2014-11-(01-02)
Geschrieben von SY Baringa   
Tuesday, 4. November 2014

Sommer im November

oder wie ich im November auf der Nordsee unter Spi fast einpennte und einem Sonnenbrand knapp entging.

Ich durfte nochmal weg. Segeln! Nach vielen Wochen Baringaabstinenz ging es Freitag am späteren Abend vom Rheinland hoch an die Küste. Die Bahn war frei und so schaffte man die 375km in etwas unter drei Stunden.

Nach der Ankunft ein ganz kurzer Check ob im Boot alles in Ordnung ist bzw. sich gegenüber dem letzten Besuch nichts verändert hat. So ganz in Ordnung ist ja leider nicht mehr alles... Dann gleich in die Koje und schlafen.

Die Schleuse hat um 0800h offen und somit war aufstehen für 0600 angesagt.
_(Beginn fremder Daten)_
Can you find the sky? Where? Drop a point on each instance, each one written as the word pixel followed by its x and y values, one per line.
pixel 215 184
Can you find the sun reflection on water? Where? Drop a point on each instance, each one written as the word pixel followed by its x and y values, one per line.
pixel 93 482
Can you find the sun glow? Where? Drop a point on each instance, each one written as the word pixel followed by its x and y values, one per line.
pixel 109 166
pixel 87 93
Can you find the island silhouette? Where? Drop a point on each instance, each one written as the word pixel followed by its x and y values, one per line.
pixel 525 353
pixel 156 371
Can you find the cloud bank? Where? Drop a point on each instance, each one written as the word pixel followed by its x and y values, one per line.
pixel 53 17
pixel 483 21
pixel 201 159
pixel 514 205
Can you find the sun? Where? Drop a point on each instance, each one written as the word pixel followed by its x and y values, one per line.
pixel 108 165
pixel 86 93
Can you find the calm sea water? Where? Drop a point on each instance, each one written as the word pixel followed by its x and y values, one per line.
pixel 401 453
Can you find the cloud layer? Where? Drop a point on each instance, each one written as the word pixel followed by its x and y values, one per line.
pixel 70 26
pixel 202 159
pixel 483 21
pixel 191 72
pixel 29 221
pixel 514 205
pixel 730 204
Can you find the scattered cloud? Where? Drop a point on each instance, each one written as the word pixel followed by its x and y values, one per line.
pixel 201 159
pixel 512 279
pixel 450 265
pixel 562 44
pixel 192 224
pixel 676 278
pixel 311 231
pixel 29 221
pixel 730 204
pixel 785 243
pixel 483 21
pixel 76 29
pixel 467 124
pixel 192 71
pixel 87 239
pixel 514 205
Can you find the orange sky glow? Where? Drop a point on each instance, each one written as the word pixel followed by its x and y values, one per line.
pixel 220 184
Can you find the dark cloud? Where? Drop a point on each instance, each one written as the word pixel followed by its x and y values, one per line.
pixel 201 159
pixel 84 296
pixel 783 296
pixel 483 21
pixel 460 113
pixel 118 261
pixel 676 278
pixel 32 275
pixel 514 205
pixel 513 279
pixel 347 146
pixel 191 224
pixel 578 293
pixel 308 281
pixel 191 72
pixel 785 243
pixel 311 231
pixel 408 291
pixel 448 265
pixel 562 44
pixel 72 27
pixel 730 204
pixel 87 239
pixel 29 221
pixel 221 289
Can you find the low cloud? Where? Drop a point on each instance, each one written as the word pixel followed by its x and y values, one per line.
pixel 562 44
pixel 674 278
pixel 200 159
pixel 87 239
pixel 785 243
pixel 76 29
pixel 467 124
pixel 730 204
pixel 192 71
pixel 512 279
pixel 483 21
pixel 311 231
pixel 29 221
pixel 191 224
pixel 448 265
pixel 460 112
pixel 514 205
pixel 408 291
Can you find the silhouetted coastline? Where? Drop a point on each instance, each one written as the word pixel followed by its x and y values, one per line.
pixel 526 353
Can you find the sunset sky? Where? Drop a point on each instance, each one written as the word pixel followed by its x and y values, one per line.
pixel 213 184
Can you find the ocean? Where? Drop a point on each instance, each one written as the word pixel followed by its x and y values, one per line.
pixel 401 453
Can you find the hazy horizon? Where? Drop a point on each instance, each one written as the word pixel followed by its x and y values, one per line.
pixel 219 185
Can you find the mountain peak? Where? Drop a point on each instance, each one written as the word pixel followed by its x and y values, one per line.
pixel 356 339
Ein Frühstück und dann ging es los. Motor an, Segel rauspacken, Instrumente prüfen etc. Die Schleuse erreichten wir pünktlich und mit zwei weiteren Booten kamen wir pünktlich um 0810h auf der Jade an.

Auf der Jade mit Kurs stromabwärts ging es langsam voran. Der Wind mit S3 recht schwach und achterlich trieb nicht so richtig an. Ein weiteres Boot in unserer Größe segelte auch nur mit Genua ein paar Kabellängen voraus. Es war Zeit zum Genießen. Die Sonne schien, das Wasser ruhig --> herrlich!

Nach einiger Zeit wurde es doch zu ruhig und ein erneutes Prüfen des aktuellen Wx bestätigte, dass es den ganzen Tag für die Strecke nach Helgoland so schön und ruhig sein sollte. Der Skipper begann das Boot aufzuröddeln und fürs Spisegeln vorzubereiten. Das Anschlagen der Blöcke, Segel raussuchen und neue Schoten konfektionieren (die vorhandenen sind beim zweiten Spi schon warm und trocken auf dem heimatlichen Dachboden) dauerte dann immerhin faste eine Dreiviertelstunde.

Im weiteren Verlauf griffen wir zum äußersten und setzten neben dem Genua noch das Großsegel (für den Spi). Nach fertiger Vorbereitung, u.a. musste die Genua nochmal runter weil das Spifall irgendwie zw. den Stagreitern hing, kam der Spi hoch und stand schnell gut und zog dann die Baringa deutlich schneller durchs Wasser. Der Skipper war stolz ob des gelungenen Manövers und sächelte anschließend viele Stunden ohne großartige weitere Aktionen gen Helgoland.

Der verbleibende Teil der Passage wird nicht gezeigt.